Dynamic nanoscale reconstruction of endocytosis with high-throughput superresolution microscopy and machine-learning
Clathrin-mediated endocytosis is an essential cellular process for the uptake of molecules from the environment. During endocytosis, more than 50 different proteins in many copies self-assemble into a complex machinery that invaginates the plasma membrane and forms an endocytic vesicle. Currently, no technology can measure the precise locations of the proteins during endocytosis, which limits its mechanistic understanding.
Here we will overcome this technological gap by developing an approach to reconstruct the structural organization of the endocytic machinery in yeast with nanometer spatial and sub-second temporal resolution from hundreds of thousands of superresolution snapshots imaged in fixed cells. Using high throughput single-molecule localization microscopes, we will image every protein of interest together with a reference structure that will be used to sort the snapshots according to their progression along the endocytic timeline, align them in space and average them to obtain multi-color ‘movies’ of the endocytic process.

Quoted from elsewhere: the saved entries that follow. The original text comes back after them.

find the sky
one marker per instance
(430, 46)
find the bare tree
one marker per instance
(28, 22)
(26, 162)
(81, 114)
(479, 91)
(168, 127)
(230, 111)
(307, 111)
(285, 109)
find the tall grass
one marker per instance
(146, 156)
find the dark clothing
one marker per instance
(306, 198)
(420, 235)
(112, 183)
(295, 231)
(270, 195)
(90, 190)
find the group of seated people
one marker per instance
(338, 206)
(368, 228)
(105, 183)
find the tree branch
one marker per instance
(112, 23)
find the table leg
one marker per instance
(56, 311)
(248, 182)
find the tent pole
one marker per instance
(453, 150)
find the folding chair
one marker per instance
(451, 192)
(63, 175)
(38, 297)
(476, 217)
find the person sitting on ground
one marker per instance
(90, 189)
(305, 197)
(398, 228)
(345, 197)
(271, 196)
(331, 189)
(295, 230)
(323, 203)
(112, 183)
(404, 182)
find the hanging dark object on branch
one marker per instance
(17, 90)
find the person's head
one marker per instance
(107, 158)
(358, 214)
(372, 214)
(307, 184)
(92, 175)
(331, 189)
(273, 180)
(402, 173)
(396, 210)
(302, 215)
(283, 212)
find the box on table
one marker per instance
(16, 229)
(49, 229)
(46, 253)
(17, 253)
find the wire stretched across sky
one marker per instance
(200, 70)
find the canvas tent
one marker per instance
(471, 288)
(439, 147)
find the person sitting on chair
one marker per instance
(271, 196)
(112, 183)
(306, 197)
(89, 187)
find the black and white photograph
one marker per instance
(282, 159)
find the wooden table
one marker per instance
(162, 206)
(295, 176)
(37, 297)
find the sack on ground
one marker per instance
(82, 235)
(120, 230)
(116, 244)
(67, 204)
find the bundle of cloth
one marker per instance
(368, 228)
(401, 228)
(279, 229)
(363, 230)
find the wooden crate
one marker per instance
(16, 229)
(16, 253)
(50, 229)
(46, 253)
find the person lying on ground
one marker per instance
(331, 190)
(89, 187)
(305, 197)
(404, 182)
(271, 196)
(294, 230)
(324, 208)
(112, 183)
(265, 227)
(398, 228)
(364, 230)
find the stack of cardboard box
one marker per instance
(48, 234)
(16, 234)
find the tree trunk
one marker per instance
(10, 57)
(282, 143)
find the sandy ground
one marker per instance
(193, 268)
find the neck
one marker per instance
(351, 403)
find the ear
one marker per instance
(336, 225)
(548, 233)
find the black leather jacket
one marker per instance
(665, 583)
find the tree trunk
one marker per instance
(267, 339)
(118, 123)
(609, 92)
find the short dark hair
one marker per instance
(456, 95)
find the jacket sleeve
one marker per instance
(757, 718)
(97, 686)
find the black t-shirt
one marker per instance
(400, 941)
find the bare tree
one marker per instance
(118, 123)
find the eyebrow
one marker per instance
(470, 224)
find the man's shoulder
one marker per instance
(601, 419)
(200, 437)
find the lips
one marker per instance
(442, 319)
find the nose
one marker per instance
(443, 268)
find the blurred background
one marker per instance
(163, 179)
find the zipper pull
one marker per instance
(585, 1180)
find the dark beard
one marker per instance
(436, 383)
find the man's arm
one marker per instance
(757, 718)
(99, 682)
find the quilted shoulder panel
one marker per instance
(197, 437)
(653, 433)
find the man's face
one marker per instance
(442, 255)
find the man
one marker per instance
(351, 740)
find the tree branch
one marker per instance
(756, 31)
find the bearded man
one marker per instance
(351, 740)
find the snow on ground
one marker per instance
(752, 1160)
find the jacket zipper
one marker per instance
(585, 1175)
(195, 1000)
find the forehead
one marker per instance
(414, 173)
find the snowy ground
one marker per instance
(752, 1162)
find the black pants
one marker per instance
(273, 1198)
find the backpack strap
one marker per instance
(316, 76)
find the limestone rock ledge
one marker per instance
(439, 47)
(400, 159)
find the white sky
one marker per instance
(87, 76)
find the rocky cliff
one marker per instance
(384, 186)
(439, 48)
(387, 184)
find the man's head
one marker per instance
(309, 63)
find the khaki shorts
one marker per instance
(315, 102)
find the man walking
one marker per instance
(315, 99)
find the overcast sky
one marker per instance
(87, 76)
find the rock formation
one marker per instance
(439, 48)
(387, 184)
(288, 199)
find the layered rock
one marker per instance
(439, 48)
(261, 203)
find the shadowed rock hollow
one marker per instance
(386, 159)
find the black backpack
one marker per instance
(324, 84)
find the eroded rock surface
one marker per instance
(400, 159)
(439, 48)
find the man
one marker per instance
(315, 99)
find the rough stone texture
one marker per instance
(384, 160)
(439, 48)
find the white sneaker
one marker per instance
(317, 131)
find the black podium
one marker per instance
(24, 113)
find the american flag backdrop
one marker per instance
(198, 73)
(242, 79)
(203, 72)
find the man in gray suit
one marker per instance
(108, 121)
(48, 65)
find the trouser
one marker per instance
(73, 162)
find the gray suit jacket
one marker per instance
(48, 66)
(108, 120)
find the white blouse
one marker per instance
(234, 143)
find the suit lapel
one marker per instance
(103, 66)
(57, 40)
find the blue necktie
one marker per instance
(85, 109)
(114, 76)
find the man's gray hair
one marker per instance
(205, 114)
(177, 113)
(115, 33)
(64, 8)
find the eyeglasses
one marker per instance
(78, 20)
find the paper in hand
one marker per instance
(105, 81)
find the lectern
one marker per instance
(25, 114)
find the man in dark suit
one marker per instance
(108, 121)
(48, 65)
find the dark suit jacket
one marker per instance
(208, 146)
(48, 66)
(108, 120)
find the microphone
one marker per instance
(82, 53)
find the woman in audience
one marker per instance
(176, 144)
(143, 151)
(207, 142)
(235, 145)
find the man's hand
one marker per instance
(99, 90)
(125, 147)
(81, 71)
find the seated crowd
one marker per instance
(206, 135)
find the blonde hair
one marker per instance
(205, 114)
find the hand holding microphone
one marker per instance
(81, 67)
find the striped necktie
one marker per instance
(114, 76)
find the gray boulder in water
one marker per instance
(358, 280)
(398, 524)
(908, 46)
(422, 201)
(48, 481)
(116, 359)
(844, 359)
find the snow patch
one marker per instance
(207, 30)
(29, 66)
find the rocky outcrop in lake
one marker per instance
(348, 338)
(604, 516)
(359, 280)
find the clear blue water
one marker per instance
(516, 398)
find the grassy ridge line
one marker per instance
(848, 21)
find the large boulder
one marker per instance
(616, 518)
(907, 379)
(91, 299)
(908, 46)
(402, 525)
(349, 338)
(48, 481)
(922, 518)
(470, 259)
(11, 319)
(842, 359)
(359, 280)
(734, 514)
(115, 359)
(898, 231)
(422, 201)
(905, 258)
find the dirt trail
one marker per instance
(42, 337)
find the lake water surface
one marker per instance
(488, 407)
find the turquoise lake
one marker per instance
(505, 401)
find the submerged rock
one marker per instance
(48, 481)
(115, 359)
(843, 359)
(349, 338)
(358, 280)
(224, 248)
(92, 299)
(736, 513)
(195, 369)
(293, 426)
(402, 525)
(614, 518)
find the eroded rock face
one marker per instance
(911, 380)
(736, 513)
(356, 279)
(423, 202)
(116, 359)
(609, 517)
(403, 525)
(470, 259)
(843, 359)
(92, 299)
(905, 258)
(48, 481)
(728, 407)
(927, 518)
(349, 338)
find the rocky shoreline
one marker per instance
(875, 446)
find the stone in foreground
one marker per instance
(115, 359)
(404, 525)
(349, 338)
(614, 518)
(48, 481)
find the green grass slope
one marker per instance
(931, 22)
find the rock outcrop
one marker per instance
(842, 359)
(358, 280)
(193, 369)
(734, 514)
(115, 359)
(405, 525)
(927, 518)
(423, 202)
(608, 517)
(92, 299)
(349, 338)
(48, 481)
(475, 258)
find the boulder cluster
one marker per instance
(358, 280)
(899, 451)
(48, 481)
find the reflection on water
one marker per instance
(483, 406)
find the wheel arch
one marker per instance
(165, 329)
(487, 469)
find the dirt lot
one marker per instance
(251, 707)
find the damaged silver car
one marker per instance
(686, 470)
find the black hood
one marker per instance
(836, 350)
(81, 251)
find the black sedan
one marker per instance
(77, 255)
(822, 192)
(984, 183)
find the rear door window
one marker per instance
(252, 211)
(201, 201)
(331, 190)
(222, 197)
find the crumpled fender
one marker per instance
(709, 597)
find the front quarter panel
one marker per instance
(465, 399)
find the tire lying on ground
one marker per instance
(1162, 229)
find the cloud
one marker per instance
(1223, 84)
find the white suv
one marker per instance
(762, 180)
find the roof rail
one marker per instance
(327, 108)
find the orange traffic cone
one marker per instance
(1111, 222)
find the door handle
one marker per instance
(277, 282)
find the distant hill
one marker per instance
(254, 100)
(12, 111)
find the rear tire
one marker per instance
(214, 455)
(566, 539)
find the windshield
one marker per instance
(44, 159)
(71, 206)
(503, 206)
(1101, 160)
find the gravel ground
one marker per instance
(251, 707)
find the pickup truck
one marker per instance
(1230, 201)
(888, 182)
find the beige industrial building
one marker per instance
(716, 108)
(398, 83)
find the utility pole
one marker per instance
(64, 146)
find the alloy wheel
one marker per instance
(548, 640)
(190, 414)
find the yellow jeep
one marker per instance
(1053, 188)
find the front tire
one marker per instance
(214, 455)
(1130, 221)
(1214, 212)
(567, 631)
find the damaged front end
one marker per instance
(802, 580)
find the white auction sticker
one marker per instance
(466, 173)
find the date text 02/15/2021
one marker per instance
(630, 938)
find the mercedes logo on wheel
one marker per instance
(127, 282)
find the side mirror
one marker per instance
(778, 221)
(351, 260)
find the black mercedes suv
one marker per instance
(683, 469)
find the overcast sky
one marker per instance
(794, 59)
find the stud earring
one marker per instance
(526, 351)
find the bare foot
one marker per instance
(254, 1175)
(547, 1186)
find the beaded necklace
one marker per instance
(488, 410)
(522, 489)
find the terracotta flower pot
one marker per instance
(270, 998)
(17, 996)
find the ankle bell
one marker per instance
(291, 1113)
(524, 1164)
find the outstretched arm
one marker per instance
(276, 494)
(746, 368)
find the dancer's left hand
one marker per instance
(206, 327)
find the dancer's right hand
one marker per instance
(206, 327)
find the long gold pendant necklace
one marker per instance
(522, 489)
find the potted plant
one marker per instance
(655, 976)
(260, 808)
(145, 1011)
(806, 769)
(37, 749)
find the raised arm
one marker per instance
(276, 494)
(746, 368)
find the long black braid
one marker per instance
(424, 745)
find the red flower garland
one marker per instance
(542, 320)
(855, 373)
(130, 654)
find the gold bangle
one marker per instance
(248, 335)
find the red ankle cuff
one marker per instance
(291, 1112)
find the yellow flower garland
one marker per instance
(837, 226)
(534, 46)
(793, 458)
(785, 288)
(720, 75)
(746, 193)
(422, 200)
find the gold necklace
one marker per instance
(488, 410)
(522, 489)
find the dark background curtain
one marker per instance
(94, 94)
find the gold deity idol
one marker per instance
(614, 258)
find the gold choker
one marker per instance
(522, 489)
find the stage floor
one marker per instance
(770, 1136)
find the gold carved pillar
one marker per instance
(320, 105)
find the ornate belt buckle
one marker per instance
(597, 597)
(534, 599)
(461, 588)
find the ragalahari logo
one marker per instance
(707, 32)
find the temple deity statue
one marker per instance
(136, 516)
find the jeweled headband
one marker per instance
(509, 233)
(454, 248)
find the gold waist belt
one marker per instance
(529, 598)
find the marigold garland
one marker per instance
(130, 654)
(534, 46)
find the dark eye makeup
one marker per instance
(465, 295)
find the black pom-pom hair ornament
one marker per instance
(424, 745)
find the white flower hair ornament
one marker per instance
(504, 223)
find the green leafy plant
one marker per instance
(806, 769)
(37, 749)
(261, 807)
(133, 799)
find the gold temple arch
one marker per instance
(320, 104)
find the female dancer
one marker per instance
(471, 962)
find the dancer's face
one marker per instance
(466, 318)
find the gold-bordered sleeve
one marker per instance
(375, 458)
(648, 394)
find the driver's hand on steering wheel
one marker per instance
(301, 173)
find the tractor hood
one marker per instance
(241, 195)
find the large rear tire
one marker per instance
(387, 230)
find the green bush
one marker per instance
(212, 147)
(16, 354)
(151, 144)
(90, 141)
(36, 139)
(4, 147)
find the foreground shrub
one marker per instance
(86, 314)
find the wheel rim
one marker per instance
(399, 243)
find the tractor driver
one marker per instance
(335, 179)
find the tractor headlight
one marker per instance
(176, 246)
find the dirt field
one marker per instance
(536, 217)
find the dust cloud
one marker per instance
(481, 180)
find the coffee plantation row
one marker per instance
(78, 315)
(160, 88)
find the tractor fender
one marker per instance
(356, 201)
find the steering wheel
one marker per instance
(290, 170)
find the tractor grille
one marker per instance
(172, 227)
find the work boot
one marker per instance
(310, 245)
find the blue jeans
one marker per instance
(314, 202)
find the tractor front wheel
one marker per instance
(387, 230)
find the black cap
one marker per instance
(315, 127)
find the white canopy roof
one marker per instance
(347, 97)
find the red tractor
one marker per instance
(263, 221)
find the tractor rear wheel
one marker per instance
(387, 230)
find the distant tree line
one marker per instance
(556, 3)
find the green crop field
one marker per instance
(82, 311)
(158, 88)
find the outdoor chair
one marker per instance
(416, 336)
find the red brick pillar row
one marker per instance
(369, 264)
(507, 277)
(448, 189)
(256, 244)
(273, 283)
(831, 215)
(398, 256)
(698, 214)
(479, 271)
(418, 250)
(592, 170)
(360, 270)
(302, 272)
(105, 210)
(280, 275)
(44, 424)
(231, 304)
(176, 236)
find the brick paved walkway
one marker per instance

To analyze the huge amount of data, we will develop new machine learning methods based on deep learning and simulation-based inference to i) automatically detect structures of interest and ii) to rapidly extract parameters from measurements to calculate dynamic structural averages. We will then monitor how this dynamic organization changes upon mutations of specific proteins, to gain mechanistic understanding of their function.
This project will result in detailed insights into the structure and dynamics of endocytosis and in a machine learning-based workflow that can reconstruct the time-resolved structural organization of various cellular protein machines.